In favor of the amendment, the head of Yes on AZ Solar, Kris Mayes, said:"We believe Arizonans have the right to decide this issue for themselves. ... Do we want to be the solar capital of the world? Do we want the right to produce our own power? Arizonans will overwhelmingly say, yes, we do. Solar is part of who we are as Arizonans. This will enshrine that fact in the Constitution."In opposition to the amendment, Jim McDonald of Arizona Public Service Co., said:"This is a ridiculous attempt by California billionaires to get richer by forcing higher energy costs on Arizona consumers. ... It works against Arizona families and is detrimental to sustainable solar in Arizona."In the end, the amendment did not make the ballot. Yes on AZ Solar worked with Arizona state legislatures on a compromise in exchange for dropping the effort to place the amendment on the ballot.

== 2016 rate proposal ==
In 2016, Arizona Public Services (APS) proposed a new fee structure for net metering in Arizona. The structure included a grandfathering provision. Per the proposal, rates would change beginning on July 1, 2017. Investor's Business Daily wrote, "By then, APS estimates, non-solar customers will have paid $1 billion over 20 years to carry solar subsidies. ... But the Arizona proposal also carries the potential of killing solar demand in the state ... ."

The proposal would switch the burden of costs from people without solar panels to people with them. When the proposed fee structure was written, the current policies required utilities to pay customers on a "one-to-one" basis instead of the wholesale rate. A "one-to-one" basis means utility companies would have to buy back energy at the same price they sell it at, which is higher than the price that utilities normally buy it at (called the wholesale rate). Utilities have argued that being required to purchase energy at an inflated price forces them to charge all customers higher rates; in effect, they argue that non-solar customers subsidize the solar customers through the higher rates.

Companies that install solar panels, such as SolarCity, could face hurdles in trying to make a profit in Arizona. In 2016, Arizona's solar market was around 124-megawatts. The proposed fee structure seems to be on hold until after the November 2016 elections. Three seats on the Arizona Corporation Commission are up for election.

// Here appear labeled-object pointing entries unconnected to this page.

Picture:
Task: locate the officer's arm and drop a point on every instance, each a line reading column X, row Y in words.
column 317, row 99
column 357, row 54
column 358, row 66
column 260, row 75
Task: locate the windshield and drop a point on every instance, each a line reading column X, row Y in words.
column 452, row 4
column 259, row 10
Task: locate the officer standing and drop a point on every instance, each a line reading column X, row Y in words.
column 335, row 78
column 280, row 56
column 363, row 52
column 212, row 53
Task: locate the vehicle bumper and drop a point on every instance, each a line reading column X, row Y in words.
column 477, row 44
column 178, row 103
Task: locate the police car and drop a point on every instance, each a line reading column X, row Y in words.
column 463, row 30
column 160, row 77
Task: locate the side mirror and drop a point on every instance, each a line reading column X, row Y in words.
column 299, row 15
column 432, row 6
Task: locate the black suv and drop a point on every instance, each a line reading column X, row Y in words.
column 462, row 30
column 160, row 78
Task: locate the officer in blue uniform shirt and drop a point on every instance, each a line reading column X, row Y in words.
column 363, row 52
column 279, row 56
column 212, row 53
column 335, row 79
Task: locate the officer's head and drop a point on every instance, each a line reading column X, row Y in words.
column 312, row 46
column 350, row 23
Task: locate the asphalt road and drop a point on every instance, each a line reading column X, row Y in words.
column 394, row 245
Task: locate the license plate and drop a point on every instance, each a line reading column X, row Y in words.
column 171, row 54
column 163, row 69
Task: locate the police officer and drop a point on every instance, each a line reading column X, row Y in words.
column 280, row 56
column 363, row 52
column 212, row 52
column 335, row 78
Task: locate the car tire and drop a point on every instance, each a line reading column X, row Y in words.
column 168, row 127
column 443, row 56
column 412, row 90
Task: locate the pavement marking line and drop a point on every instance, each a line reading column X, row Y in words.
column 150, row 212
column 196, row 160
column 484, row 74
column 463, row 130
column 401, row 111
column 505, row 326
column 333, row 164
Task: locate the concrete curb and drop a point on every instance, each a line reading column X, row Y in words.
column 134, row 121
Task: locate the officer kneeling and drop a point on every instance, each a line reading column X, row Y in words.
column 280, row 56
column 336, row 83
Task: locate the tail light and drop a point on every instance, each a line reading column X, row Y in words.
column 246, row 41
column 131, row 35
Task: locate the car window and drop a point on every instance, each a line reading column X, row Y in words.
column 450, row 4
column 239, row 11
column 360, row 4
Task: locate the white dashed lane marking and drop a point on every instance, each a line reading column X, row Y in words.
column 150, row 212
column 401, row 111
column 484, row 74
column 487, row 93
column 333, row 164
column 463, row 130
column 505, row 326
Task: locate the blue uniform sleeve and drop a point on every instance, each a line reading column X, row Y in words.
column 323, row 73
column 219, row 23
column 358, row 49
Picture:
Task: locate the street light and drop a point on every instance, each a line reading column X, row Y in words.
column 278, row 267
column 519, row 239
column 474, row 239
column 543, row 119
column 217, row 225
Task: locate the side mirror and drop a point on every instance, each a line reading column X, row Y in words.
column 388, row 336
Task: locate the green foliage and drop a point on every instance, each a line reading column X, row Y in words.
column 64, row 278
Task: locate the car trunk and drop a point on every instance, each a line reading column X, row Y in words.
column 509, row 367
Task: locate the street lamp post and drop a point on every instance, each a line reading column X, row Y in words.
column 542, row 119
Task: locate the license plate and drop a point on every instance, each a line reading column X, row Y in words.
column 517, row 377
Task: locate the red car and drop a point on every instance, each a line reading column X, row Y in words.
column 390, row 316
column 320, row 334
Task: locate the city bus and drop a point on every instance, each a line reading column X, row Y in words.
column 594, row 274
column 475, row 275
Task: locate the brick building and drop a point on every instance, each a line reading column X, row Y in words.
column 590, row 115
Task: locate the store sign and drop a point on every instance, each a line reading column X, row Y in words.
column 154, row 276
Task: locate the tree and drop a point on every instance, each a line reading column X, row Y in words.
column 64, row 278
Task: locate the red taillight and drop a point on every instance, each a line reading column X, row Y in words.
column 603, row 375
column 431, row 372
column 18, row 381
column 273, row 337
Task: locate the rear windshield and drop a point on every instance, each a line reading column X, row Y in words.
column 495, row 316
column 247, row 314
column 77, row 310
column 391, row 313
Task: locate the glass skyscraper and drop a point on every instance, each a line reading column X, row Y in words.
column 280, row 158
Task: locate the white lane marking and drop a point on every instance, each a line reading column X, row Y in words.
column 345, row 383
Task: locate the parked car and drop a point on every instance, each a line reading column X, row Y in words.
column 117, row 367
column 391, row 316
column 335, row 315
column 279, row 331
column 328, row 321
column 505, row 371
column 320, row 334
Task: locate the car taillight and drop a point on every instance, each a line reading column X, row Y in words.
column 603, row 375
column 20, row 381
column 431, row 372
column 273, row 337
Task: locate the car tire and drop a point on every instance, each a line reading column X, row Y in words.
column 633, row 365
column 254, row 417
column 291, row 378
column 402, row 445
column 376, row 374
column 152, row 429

== 2017 rates for Tucson Electric Power ==
The Arizona Corporation Commission approved new rates for Tucson Electric Power in early 2017. The new plan adds new rates; adds new solar fees ($2.05/month for residential customers and $0.35/month for small commercial customers); gives a monthly discount of up to $15 to low income people; and overall, adds $8.50 to the average customer's monthly bill.

== Discontinuation ==
In December 2016, the Arizona Corporation Commission (ACC) voted to discontinue net metering. The new rate will be based on the cost of energy from large solar farms; the rate is expected to be much lower than the retail rate, which is approximately 11.5 cents per kilowatt-hour from Tucson Electric Power Company (TEP). The utility proposed using the cost of its recent power-purchase agreement for utility-scale solar at 6 cents. A decreased export rate and the ACC’s decision to suspend banking has prompted solar customers to add a battery to their solar systems and never send energy back to the grid.

Arizona utilities TEP, APS, and Trico Electric Cooperative sought to put an end to net metering because, as the utilities have said, solar customers do not pay their portion of fixed grid costs. Solar companies and advocates responded by explaining that solar energy is worth far more than the utilities claim regarding decreased costs and pollution. They also stated that a decrease in net metering rates would destroy the industry. Hawaii has eliminated net metering, and at least 25 other states are considering the move.